Bernard Haykel

Bernard Haykel

Fellow: Awarded 2010
Field of Study: Near Eastern Studies

Competition: US & Canada

Princeton University

Bernard Haykel is Professor of Near Eastern Studies at Princeton University where he also is Director of The Institute for the Transregional Study of the Contemporary Middle East, North Africa, and Central Asia. Haykel’s primary research interests center on Islamic political movements and legal thought as well as the politics and history of Saudi Arabia and Yemen. His first book (Revival and Reform in Islam) is a study of a major Islamic reformist scholar, Muhammad Shawkani, who articulated an “originalist” interpretation of the Muslim texts of revelation and which would constitute a template for a revitalized Islamic social and political order.
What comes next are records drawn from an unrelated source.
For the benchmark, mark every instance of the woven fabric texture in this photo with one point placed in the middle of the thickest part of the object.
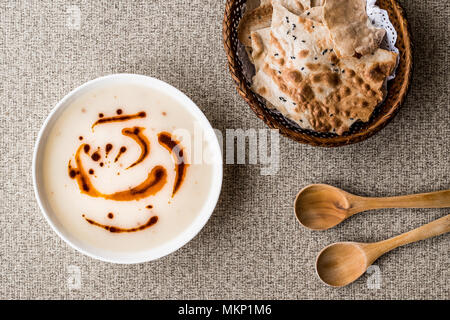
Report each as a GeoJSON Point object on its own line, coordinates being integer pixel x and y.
{"type": "Point", "coordinates": [252, 247]}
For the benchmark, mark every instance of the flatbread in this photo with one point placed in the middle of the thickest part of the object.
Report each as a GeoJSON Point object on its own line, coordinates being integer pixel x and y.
{"type": "Point", "coordinates": [350, 28]}
{"type": "Point", "coordinates": [261, 16]}
{"type": "Point", "coordinates": [298, 72]}
{"type": "Point", "coordinates": [258, 18]}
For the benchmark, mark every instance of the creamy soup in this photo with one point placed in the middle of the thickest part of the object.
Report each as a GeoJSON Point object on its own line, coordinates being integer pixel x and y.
{"type": "Point", "coordinates": [119, 171]}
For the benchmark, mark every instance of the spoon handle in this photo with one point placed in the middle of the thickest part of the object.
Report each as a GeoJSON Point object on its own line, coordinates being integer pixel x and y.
{"type": "Point", "coordinates": [439, 199]}
{"type": "Point", "coordinates": [432, 229]}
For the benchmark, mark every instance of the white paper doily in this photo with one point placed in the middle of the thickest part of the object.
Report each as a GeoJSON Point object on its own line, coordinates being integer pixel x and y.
{"type": "Point", "coordinates": [380, 19]}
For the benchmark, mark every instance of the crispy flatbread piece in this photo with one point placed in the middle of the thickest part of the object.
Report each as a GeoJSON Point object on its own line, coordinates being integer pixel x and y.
{"type": "Point", "coordinates": [298, 72]}
{"type": "Point", "coordinates": [350, 28]}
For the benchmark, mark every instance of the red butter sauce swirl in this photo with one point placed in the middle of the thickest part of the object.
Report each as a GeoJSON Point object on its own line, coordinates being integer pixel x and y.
{"type": "Point", "coordinates": [154, 182]}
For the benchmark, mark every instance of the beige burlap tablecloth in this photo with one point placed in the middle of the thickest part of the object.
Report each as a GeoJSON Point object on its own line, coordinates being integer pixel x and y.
{"type": "Point", "coordinates": [252, 247]}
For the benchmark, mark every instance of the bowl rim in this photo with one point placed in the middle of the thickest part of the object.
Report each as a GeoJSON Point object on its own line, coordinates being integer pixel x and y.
{"type": "Point", "coordinates": [372, 127]}
{"type": "Point", "coordinates": [149, 254]}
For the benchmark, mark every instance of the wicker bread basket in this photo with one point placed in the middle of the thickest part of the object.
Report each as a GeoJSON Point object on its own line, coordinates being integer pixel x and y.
{"type": "Point", "coordinates": [397, 88]}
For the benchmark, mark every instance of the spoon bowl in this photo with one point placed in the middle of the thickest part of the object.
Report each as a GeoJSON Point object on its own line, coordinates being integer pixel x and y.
{"type": "Point", "coordinates": [320, 206]}
{"type": "Point", "coordinates": [341, 263]}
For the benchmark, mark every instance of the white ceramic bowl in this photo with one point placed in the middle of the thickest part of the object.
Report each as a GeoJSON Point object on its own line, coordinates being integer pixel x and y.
{"type": "Point", "coordinates": [132, 257]}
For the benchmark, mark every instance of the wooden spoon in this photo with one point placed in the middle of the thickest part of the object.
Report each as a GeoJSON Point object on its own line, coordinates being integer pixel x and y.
{"type": "Point", "coordinates": [341, 263]}
{"type": "Point", "coordinates": [320, 206]}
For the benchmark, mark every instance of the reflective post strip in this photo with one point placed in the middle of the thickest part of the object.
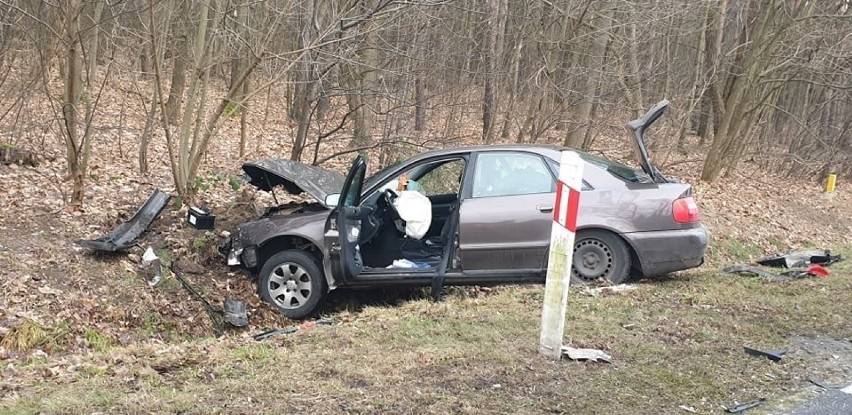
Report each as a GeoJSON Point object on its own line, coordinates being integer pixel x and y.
{"type": "Point", "coordinates": [561, 253]}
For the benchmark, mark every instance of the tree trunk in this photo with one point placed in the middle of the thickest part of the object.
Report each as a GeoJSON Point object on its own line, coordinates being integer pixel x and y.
{"type": "Point", "coordinates": [178, 84]}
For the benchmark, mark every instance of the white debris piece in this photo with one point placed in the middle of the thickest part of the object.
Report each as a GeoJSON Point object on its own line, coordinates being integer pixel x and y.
{"type": "Point", "coordinates": [594, 355]}
{"type": "Point", "coordinates": [612, 289]}
{"type": "Point", "coordinates": [151, 261]}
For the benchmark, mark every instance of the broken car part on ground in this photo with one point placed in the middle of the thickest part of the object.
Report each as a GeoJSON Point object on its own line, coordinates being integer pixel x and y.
{"type": "Point", "coordinates": [491, 213]}
{"type": "Point", "coordinates": [124, 235]}
{"type": "Point", "coordinates": [802, 264]}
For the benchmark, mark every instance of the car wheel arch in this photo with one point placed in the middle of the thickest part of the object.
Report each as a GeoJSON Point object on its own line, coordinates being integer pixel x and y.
{"type": "Point", "coordinates": [634, 257]}
{"type": "Point", "coordinates": [278, 243]}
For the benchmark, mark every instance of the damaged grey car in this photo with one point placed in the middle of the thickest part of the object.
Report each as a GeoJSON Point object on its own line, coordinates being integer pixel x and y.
{"type": "Point", "coordinates": [461, 216]}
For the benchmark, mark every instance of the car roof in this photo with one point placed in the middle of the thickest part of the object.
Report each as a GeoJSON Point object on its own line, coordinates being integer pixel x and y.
{"type": "Point", "coordinates": [548, 149]}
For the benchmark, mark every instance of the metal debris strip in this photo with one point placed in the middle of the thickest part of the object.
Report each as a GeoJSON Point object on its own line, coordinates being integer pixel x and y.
{"type": "Point", "coordinates": [292, 329]}
{"type": "Point", "coordinates": [774, 355]}
{"type": "Point", "coordinates": [235, 313]}
{"type": "Point", "coordinates": [593, 355]}
{"type": "Point", "coordinates": [800, 259]}
{"type": "Point", "coordinates": [124, 235]}
{"type": "Point", "coordinates": [216, 315]}
{"type": "Point", "coordinates": [594, 292]}
{"type": "Point", "coordinates": [786, 276]}
{"type": "Point", "coordinates": [737, 408]}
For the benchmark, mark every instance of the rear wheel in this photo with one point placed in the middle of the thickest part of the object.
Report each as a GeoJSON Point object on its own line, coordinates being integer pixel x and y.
{"type": "Point", "coordinates": [293, 282]}
{"type": "Point", "coordinates": [599, 254]}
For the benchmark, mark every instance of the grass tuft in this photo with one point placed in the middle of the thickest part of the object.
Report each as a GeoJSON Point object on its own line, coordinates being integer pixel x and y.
{"type": "Point", "coordinates": [24, 337]}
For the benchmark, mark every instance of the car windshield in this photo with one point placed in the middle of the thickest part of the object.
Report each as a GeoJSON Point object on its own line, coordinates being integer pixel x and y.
{"type": "Point", "coordinates": [616, 169]}
{"type": "Point", "coordinates": [369, 182]}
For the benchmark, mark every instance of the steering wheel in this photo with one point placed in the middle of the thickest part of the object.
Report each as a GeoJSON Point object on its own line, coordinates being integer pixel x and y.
{"type": "Point", "coordinates": [390, 196]}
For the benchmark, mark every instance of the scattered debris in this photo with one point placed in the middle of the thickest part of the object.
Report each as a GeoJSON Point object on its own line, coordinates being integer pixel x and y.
{"type": "Point", "coordinates": [216, 315]}
{"type": "Point", "coordinates": [824, 385]}
{"type": "Point", "coordinates": [200, 217]}
{"type": "Point", "coordinates": [800, 264]}
{"type": "Point", "coordinates": [124, 235]}
{"type": "Point", "coordinates": [793, 274]}
{"type": "Point", "coordinates": [774, 355]}
{"type": "Point", "coordinates": [235, 313]}
{"type": "Point", "coordinates": [292, 329]}
{"type": "Point", "coordinates": [594, 355]}
{"type": "Point", "coordinates": [151, 262]}
{"type": "Point", "coordinates": [800, 259]}
{"type": "Point", "coordinates": [612, 289]}
{"type": "Point", "coordinates": [737, 408]}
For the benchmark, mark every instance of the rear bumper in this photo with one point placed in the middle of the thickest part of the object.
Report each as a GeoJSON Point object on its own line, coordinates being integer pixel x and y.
{"type": "Point", "coordinates": [667, 251]}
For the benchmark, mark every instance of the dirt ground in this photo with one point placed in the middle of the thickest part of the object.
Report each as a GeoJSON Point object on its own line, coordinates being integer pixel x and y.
{"type": "Point", "coordinates": [70, 303]}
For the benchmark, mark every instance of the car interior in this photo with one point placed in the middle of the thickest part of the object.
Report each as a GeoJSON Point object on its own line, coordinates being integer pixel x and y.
{"type": "Point", "coordinates": [383, 239]}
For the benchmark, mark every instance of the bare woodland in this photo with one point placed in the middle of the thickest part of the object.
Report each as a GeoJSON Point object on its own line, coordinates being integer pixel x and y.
{"type": "Point", "coordinates": [768, 81]}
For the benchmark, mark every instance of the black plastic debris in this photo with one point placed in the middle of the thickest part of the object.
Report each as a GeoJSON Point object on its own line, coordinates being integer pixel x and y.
{"type": "Point", "coordinates": [200, 217]}
{"type": "Point", "coordinates": [753, 270]}
{"type": "Point", "coordinates": [235, 313]}
{"type": "Point", "coordinates": [124, 235]}
{"type": "Point", "coordinates": [292, 329]}
{"type": "Point", "coordinates": [216, 315]}
{"type": "Point", "coordinates": [774, 355]}
{"type": "Point", "coordinates": [800, 259]}
{"type": "Point", "coordinates": [737, 408]}
{"type": "Point", "coordinates": [815, 270]}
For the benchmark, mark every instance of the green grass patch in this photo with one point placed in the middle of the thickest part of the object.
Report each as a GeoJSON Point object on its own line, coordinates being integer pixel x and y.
{"type": "Point", "coordinates": [676, 340]}
{"type": "Point", "coordinates": [98, 341]}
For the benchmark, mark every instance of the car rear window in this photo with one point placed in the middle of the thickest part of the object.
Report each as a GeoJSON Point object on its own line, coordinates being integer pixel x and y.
{"type": "Point", "coordinates": [614, 168]}
{"type": "Point", "coordinates": [617, 169]}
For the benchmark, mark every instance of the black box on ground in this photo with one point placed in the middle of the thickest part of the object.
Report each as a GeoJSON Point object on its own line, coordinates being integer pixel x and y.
{"type": "Point", "coordinates": [200, 218]}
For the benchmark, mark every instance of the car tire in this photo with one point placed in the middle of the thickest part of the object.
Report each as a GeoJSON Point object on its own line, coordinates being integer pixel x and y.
{"type": "Point", "coordinates": [599, 254]}
{"type": "Point", "coordinates": [293, 282]}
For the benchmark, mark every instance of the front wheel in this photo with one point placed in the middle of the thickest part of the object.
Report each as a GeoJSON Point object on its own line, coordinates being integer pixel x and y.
{"type": "Point", "coordinates": [599, 254]}
{"type": "Point", "coordinates": [293, 282]}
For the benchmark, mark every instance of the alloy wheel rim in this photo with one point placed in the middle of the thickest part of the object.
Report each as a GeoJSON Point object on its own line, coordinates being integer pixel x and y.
{"type": "Point", "coordinates": [592, 260]}
{"type": "Point", "coordinates": [289, 285]}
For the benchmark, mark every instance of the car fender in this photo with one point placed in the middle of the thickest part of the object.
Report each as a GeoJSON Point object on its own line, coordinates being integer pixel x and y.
{"type": "Point", "coordinates": [263, 235]}
{"type": "Point", "coordinates": [633, 256]}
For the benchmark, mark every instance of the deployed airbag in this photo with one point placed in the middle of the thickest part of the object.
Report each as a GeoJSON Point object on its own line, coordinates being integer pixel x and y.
{"type": "Point", "coordinates": [416, 210]}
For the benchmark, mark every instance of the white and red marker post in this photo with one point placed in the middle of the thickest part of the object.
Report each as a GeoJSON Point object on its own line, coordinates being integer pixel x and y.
{"type": "Point", "coordinates": [561, 253]}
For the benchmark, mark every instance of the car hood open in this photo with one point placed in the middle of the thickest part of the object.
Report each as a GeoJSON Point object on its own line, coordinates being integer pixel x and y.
{"type": "Point", "coordinates": [295, 177]}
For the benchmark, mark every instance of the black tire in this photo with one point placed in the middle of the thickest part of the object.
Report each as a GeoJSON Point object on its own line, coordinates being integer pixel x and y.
{"type": "Point", "coordinates": [293, 282]}
{"type": "Point", "coordinates": [599, 254]}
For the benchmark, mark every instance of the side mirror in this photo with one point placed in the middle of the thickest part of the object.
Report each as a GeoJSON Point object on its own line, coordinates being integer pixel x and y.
{"type": "Point", "coordinates": [332, 199]}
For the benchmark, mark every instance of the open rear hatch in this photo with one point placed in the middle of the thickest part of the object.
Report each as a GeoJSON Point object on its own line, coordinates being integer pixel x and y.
{"type": "Point", "coordinates": [295, 177]}
{"type": "Point", "coordinates": [637, 128]}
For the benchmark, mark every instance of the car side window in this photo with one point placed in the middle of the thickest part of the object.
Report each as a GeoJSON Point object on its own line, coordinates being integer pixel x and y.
{"type": "Point", "coordinates": [442, 180]}
{"type": "Point", "coordinates": [554, 168]}
{"type": "Point", "coordinates": [510, 173]}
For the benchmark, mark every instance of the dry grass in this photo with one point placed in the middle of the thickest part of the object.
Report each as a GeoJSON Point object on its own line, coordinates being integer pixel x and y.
{"type": "Point", "coordinates": [676, 341]}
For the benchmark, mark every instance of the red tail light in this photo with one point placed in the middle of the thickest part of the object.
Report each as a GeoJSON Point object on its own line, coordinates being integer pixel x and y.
{"type": "Point", "coordinates": [685, 210]}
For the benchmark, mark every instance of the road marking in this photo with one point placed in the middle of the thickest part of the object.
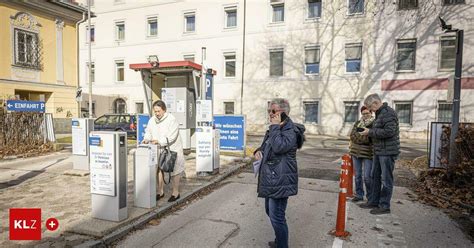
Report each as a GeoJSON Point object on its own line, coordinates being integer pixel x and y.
{"type": "Point", "coordinates": [393, 235]}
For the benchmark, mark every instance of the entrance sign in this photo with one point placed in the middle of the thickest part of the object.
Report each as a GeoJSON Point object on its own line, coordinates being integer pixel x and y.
{"type": "Point", "coordinates": [204, 149]}
{"type": "Point", "coordinates": [232, 131]}
{"type": "Point", "coordinates": [79, 137]}
{"type": "Point", "coordinates": [204, 112]}
{"type": "Point", "coordinates": [102, 165]}
{"type": "Point", "coordinates": [26, 106]}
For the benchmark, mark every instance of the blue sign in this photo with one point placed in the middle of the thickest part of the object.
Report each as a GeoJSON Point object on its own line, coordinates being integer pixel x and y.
{"type": "Point", "coordinates": [142, 123]}
{"type": "Point", "coordinates": [232, 130]}
{"type": "Point", "coordinates": [209, 81]}
{"type": "Point", "coordinates": [94, 141]}
{"type": "Point", "coordinates": [25, 106]}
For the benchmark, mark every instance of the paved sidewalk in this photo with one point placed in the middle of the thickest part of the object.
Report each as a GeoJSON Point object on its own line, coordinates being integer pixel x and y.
{"type": "Point", "coordinates": [40, 182]}
{"type": "Point", "coordinates": [233, 216]}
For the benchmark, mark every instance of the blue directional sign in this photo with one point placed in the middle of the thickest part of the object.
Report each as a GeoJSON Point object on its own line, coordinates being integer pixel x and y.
{"type": "Point", "coordinates": [26, 106]}
{"type": "Point", "coordinates": [232, 130]}
{"type": "Point", "coordinates": [142, 123]}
Haykel is presently completing a second book on the global Salafi movement as well as an edited volume on contemporary Saudi Arabian politics and culture. He will soon turn his attention to writing a monograph on the modern history of Saudi Arabia for which he received the Guggenheim Fellowship. Haykel obtained his doctorate in 1998 from the University of Oxford and is the receipient of various awards including the Prize Fellowship at Magdalen College, Oxford, the Ryskamp Fellowship of the ACLS, and a Carnegie Corporation Fellowship. He regularly contributes op-ed articles to the New York Times and other newspapers and engages in various outreach activities to bring his research to the attention of the general public.